The guidelines – approved unanimously – are designed to help marketers ensure the claims they make about the environmental attributes of their products are truthful and non-deceptive, says the FTC. They provide definitions of commonly used phrases, like non-toxic, biodegradable, compostable, VOC-free, recyclable, recycled, and made with renewable energy.

FTC’s new guidelines reflect a wide range of public input, including hundreds of consumer and industry comments on previously proposed revisions. Besides updating existing Guides, there are new sections that cover use of carbon offsets, green certifications and seals, non-toxic, made with renewable energy and renewable materials claims.

It doesn’t cover the terms "sustainable," "natural," and "organic," however – some of the most commonly used vague and misleading terms. The FTC says they’re left out either because it could contradict or duplicate rules from other agencies (USDA governs "organic"; FDA covers personal care and thus "natural") or because it doesn’t have sufficient basis to provide meaningful guidance.

"The introduction of environmentally friendly products into the marketplace is a win for consumers who want to purchase greener products and producers who want to sell them," says FTC Chairman Jon Leibowitz. "But this win-win can only occur if marketers’ claims are truthful and substantiated. The FTC’s changes to the Green Guides will level the playing field for honest business people and it is one reason why we had such broad support."

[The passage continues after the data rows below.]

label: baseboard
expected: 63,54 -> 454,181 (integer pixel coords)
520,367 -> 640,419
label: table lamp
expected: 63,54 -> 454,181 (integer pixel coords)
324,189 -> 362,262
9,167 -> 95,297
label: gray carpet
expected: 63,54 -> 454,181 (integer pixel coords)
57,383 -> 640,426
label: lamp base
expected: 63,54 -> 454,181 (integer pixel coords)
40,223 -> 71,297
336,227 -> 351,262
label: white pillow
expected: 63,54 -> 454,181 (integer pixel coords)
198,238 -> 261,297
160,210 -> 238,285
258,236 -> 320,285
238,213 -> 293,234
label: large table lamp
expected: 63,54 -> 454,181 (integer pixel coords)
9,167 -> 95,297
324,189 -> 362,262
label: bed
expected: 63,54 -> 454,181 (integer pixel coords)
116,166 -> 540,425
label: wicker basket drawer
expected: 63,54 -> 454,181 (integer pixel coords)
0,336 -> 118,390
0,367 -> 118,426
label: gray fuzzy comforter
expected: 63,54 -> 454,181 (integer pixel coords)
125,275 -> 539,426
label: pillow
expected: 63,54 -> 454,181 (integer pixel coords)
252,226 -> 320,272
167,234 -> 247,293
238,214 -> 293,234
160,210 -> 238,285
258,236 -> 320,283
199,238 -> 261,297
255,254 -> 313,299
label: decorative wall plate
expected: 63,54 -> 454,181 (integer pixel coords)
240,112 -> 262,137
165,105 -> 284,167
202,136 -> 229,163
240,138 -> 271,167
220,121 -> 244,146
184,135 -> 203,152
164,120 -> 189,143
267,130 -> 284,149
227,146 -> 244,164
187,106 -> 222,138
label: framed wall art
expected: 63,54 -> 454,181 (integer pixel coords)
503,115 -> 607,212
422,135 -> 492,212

FTC cautions marketers about making broad, unqualified claims, such as "environmentally friendly" because few products have such far-reaching environmental benefits, which are nearly impossible to substantiate.

The Guides:

  • advise marketers not to make an unqualified degradable claim for a solid waste product unless they can prove the entire product or package completely breaks down and returns to nature within one year after customary disposal;
  • caution that items destined for landfills, incinerators, or recycling facilities will not degrade within a year, so marketers should not make unqualified degradable claims for these items
  • caution marketers not to use environmental certifications or seals that don’t clearly convey the basis for the certification, because such seals or certifications are likely to convey general environmental benefits.

First issued in 1992, the guides are intended to help marketers avoid making misleading environmental claims. They were revised in 1996 and 1998.

In the past, FTC has taken action against claims it found deceptive related to recyclability, biodegradable, bamboo, and environmental certification claims.